In Texas, abortion clinics have challenged parts of H.B. 2, arguing that the law unconstitutionally burdens women’s access to abortion because it will result in the closure, at least temporarily, of a number of abortion facilities that would fail to meet the new safety standards.

As the U.S. Court of Appeals for the Fifth Circuit noted in its decision on the Texas law earlier this year, however, even as the Supreme Court invented a constitutional right to abortion in 1973 in Roe v. Wade, the justices were clear that the decision doesn’t preclude states placing reasonable requirements on abortion clinics and doctors. Specifically, the Supreme Court found:

The State has a legitimate interest in seeing to it that abortion, like any other medical procedure, is performed under circumstances that insure maximum safety for the patient. This interest obviously extends at least to the performing physician and his staff, to the facilities involved, to the availability of after-care, and to adequate provision for any complication or emergency that might arise.

Since the Roe decision, the Supreme Court has further defined the contours of the supposed right to abortion and what states can do to regulate the abortion industry. In Planned Parenthood of Southeastern Pennsylvania v. Casey, the Supreme Court determined that states may not impose an “undue burden” with the “purpose or effect of placing a substantial burden in the path of a woman seeking an abortion[.]” The Supreme Court clarified in Gonzales v. Carhart that laws regulating abortion must pass rational basis review—the lowest standard of review—which requires that a particular regulation be rationally related to a legitimate state interest.

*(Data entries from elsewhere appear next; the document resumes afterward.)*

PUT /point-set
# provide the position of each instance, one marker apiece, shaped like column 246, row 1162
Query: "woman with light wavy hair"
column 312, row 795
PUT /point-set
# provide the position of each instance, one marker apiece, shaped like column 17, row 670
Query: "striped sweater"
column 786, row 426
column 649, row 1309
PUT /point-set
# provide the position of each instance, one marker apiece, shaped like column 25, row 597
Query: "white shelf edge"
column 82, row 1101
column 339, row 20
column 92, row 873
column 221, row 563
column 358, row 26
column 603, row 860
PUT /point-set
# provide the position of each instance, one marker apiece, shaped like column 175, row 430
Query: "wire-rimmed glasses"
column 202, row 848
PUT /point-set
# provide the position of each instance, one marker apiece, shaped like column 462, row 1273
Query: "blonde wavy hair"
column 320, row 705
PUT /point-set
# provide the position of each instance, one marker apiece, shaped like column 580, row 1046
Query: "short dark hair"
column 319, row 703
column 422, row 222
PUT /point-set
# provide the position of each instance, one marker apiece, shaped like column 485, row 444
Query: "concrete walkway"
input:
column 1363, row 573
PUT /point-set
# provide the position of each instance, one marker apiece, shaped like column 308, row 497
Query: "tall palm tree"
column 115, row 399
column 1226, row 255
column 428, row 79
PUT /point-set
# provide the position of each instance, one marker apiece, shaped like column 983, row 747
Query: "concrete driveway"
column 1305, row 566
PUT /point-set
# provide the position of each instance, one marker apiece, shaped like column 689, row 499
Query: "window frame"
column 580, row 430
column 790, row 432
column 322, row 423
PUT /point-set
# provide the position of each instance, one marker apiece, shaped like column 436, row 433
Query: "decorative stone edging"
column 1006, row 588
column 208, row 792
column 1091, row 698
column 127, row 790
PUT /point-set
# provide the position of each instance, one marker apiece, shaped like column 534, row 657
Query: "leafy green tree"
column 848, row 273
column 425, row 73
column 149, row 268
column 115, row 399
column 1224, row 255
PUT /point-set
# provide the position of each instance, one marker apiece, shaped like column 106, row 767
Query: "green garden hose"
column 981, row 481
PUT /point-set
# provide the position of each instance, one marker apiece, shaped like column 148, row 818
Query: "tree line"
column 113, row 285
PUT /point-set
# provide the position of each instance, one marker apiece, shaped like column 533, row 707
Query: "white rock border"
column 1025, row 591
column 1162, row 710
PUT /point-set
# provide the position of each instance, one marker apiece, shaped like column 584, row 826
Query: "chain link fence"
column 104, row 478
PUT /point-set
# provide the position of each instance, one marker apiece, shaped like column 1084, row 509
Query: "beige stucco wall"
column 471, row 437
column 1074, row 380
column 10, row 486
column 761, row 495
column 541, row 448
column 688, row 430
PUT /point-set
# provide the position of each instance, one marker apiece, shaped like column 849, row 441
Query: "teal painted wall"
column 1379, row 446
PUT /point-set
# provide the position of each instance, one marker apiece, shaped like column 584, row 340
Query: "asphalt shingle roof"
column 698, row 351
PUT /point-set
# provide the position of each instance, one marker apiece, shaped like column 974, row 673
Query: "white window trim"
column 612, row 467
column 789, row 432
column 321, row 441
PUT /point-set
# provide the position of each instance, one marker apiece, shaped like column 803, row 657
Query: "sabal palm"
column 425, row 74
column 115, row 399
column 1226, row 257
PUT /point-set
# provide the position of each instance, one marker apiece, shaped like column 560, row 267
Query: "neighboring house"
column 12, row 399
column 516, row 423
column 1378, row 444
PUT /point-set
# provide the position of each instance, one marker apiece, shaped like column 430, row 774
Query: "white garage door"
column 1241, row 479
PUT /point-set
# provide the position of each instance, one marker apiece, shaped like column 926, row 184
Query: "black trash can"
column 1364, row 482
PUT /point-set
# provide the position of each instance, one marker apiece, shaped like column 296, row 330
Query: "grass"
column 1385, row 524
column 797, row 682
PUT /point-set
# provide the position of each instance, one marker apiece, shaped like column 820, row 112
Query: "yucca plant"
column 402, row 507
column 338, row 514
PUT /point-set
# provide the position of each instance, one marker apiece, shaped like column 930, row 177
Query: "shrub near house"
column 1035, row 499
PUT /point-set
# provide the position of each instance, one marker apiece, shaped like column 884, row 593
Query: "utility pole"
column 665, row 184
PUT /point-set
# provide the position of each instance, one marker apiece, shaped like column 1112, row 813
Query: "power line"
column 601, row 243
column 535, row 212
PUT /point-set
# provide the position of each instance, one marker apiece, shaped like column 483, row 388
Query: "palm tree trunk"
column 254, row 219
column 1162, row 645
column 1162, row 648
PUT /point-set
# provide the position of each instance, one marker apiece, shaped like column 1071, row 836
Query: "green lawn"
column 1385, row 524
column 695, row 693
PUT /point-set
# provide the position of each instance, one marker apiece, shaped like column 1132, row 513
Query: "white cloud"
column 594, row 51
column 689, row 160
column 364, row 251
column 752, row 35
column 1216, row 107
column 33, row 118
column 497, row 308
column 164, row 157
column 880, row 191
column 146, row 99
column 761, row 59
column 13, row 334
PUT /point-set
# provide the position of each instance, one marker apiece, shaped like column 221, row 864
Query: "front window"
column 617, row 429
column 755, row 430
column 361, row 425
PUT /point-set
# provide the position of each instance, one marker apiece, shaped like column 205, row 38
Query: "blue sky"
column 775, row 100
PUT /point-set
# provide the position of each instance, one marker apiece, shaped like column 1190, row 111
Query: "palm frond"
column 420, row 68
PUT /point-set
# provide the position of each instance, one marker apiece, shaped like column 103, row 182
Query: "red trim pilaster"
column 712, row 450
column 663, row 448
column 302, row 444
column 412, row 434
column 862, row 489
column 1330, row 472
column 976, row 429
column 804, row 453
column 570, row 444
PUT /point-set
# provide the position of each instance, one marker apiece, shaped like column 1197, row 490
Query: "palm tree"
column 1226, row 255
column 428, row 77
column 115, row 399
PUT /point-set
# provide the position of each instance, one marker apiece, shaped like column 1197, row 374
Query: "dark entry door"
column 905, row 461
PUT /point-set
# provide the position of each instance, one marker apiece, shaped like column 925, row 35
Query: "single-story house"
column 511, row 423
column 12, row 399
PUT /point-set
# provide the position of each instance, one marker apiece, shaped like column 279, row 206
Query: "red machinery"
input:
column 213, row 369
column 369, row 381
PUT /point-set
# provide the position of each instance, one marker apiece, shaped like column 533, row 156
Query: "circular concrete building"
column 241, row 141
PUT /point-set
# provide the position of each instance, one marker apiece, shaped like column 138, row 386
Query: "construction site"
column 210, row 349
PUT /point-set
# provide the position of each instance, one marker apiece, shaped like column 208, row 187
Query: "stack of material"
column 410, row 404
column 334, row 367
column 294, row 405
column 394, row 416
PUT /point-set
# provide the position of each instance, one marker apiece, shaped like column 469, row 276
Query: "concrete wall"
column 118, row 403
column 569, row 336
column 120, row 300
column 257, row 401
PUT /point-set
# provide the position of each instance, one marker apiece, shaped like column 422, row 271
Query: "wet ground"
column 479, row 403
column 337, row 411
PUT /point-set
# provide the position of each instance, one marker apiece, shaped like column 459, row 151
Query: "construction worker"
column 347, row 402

Meeting the Legal Standard

In upholding the abortion clinic regulations, the Fifth Circuit panel concluded that H.B. 2 met those legal standards: “Texas’ stated purpose for enacting H.B. 2 was to provide the highest quality of care to women seeking abortions and to protect the health and welfare of women seeking abortions. There is no question that this is a legitimate purpose that supports regulating physicians and the facilities in which they perform abortions.”

Further, the panel found that the district court erred by “substituting its own judgment for that of the legislature,” on whether H.B. 2 advances the state’s interests in maternal health and increased quality of care.

When the Supreme Court manufactured a right to abortion in 1973, it took the issue out of the hands of the American people, preventing citizens and legislatures from making reasoned policy and fully weighing the impact of abortion on the lives of women and unborn children. The result is that U.S. abortion policy has become extreme among developed nations in allowing elective, late-term abortions, and a lucrative, yet largely unaccountable, abortion industry daily endangers the lives and health of women.

Ensuring Women’s Health And Safety

For more than 40 years, the abortion industry has evaded and fought commonsense regulations. The Supreme Court now has the opportunity to confirm that states have a legitimate and compelling interest in better ensuring the safety and health of women who enter abortion clinics.

While this case does not directly present the justices with the opportunity to overrule Roe v. Wade, Arkansas recently filed a petition asking the Court to overrule a key part of the legal standard created in Roe and refined in Casey.

In Beck v. Edwards, Arkansas asks that the Court overrule the “viability rule,” which essentially mandates unfettered access to abortions before unborn babies are considered “viable” even if the child already has a heartbeat, brain activity, or the ability to feel pain. If the Court heard this case and ruled in favor of the state, that would be the greatest victory for the pro-life movement to date.

In the meantime, the Supreme Court will hear oral arguments in the Texas case this spring and should release its opinion by the end of June. The justices would do well to uphold the reasonable law in Texas and reconsider the long, deadly shadow its abortion decisions have cast over law, medicine, and society.